On December 10, 2004, this Court granted MicroStrategy's motion to dismiss the fraud claim, because Infowise's petition failed to allege fraud with particularity as required by Federal Rule of Civil Procedure 9(b), and granted Infowise leave to replead its fraud claim. On December 17, 2004, Infowise filed its First Amended Complaint, repleading its fraud claim and adding allegations unrelated to its fraud claim, and also filed a motion requesting further leave to amend.
II. INFOWISE'S AMENDED COMPLAINT EXCEEDS THE LEAVE PREVIOUSLY GRANTED
In its December 17, 2004 motion, Infowise moves for leave to amend its complaint to include additional sections in its breach of contract claim. The additional sections go beyond the scope of the leave granted by the Court in the Order of December 10, 2004. Accordingly, the Court evaluates the request for leave to amend independent of the prior order.
On December 17, 2005, Infowise's filed another motion for leave to amend and its First Amended Complaint. In addition to the repleaded fraud claims, the amended complaint contained additions to Infowise's claim for breach of contract, outlining responses to arguments that had been suggested by MicroStrategy. On December 22, MicroStrategy filed a motion for leave to file motion to strike the first amended complaint and attached the motion to strike. The Court subsequently granted leave.
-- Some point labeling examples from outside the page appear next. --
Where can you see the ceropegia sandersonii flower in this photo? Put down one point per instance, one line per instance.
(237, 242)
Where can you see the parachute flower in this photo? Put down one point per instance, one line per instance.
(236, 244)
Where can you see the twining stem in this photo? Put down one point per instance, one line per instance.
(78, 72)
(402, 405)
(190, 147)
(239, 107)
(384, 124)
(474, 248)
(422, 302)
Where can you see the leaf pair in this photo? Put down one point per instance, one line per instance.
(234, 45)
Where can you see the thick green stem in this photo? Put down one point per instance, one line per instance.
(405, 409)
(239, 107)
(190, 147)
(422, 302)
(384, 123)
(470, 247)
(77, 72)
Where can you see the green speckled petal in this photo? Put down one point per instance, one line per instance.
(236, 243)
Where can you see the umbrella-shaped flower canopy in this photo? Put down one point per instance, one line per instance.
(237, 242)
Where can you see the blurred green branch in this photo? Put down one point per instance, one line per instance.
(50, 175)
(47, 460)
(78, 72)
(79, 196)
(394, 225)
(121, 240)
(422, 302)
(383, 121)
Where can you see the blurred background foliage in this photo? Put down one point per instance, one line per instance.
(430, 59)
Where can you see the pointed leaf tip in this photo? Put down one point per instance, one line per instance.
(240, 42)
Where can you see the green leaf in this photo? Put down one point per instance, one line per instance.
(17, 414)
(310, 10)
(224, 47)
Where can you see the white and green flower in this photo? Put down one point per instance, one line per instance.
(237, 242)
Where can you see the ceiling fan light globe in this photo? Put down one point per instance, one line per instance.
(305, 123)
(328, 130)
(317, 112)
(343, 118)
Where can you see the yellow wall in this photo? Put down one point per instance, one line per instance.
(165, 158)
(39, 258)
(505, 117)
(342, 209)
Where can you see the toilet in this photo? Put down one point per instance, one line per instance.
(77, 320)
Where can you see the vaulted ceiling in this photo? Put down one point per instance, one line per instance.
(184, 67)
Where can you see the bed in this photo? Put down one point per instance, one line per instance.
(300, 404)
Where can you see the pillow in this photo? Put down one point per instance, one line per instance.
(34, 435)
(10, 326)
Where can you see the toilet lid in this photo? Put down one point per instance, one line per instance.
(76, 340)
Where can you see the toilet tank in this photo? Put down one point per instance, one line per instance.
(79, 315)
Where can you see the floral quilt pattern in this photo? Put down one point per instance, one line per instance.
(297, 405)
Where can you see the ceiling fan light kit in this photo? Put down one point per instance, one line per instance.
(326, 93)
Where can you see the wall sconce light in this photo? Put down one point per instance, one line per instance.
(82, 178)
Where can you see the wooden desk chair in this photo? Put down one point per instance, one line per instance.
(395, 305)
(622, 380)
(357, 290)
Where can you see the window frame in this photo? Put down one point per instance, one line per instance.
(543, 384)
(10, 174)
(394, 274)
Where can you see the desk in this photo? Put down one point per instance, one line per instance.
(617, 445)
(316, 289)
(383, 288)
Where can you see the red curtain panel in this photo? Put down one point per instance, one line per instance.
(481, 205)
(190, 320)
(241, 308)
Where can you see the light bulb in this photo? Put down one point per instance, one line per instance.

A better course would have been for Infowise to file a first amended complaint that included only the repleaded fraud claim. Infowise could have then accompanied that filing with the filing of its motion for leave to amend and attached a second amended complaint that included the additional breach of contract sections. The motion to strike by MicroStrategy could then have been styled as a response to the motion for leave.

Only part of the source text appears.